When you invest in commercial real estate in Massachusetts, you may do so in an effort to make as much money as possible while risking as little as possible. Some types of commercial real estate investment opportunities involve less risk than others, and one low-risk industry you may want to consider investing in is the self-storage industry.
According to REJournals, many economists have long lauded the self-storage industry as a recession-resistant one. This means that the industry typically remains strong and profitable even when the economy weakens or even plunges.
How big the self-storage industry is
Economists predict that the self-storage industry is going to see an overall growth rate of 5.45% between 2021 and 2026. More than 10% of American homeowners currently rent self-storage space, and the number of business owners seeking storage space is also rising alongside the number of Americans now working from home.

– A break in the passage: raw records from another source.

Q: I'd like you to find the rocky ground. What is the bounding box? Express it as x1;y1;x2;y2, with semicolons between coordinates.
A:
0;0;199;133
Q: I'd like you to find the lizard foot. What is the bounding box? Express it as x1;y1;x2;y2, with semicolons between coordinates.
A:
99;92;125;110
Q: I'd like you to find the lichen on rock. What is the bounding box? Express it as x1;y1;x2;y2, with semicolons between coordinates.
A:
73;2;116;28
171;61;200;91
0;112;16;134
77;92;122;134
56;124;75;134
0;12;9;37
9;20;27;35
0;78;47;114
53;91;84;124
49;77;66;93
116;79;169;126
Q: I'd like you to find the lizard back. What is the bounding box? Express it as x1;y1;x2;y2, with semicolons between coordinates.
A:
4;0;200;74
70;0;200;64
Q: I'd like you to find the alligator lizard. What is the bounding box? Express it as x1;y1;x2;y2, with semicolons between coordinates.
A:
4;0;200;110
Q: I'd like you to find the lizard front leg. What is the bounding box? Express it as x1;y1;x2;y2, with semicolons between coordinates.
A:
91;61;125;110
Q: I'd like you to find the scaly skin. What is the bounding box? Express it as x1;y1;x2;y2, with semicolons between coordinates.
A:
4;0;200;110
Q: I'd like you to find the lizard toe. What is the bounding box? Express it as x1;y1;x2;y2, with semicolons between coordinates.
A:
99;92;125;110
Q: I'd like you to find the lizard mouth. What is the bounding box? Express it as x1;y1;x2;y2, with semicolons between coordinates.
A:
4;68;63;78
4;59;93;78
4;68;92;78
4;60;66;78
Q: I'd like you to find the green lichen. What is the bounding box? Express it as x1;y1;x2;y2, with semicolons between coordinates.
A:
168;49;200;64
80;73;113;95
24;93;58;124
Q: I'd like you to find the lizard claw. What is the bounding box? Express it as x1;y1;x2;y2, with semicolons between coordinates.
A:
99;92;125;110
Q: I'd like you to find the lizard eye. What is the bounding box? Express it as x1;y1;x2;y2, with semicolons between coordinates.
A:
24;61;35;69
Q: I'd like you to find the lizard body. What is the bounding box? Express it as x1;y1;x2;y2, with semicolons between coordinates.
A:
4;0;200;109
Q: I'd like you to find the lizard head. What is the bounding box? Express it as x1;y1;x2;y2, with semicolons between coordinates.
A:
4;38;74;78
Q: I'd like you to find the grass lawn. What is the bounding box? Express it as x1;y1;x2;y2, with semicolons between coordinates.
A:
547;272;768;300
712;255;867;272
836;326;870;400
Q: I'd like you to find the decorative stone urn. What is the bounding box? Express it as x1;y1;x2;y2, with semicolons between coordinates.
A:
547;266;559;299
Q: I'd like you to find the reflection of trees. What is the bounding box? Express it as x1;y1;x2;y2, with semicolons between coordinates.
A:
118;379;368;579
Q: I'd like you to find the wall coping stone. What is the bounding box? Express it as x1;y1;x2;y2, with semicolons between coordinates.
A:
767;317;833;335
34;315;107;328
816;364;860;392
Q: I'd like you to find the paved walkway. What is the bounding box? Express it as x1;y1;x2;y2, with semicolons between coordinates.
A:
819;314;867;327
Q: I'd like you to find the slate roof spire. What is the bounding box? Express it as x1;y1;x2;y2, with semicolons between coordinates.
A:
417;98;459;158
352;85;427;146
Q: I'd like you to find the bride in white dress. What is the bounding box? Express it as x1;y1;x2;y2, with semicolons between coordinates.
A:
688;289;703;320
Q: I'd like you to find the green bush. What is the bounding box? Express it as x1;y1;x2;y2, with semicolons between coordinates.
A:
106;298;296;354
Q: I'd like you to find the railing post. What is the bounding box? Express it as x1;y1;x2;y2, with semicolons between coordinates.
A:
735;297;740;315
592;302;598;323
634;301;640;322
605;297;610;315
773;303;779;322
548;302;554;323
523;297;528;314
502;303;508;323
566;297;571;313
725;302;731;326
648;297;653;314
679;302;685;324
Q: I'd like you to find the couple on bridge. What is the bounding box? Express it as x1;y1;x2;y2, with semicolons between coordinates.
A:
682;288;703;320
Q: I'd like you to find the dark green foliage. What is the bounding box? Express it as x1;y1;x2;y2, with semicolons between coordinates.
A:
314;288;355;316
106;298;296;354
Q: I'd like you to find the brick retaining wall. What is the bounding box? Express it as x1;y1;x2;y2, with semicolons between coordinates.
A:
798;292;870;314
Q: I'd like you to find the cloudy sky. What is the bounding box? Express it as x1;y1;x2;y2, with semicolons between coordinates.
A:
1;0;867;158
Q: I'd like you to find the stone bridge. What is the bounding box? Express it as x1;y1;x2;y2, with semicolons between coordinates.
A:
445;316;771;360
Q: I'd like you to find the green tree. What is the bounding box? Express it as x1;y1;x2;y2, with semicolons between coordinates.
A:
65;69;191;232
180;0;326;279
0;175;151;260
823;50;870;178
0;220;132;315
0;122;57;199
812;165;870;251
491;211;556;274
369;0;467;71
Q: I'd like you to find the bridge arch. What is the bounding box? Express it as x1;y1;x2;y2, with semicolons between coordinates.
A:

Why self-storage is a low-risk investment
Research shows that self-storage has strong investment potential. Between 2009 and 2018, private equity firms that invested in self-storage saw an average annual return of 16.9%. This is higher than the average return seen among investors who put their money into office, industrial or retail buildings. Another reason the self-storage industry has strong investment potential is that demand for storage space remains high in both strong and weak economies. In strong economies, people buy more goods, leading to a need for more room to store those goods. In weak economies, people often have to downsize, which also drives up the need for storage units.
No commercial real estate investment is completely risk-free. However, if you are looking for one that has historically performed well for investors, the self-storage sector may prove well worth considering.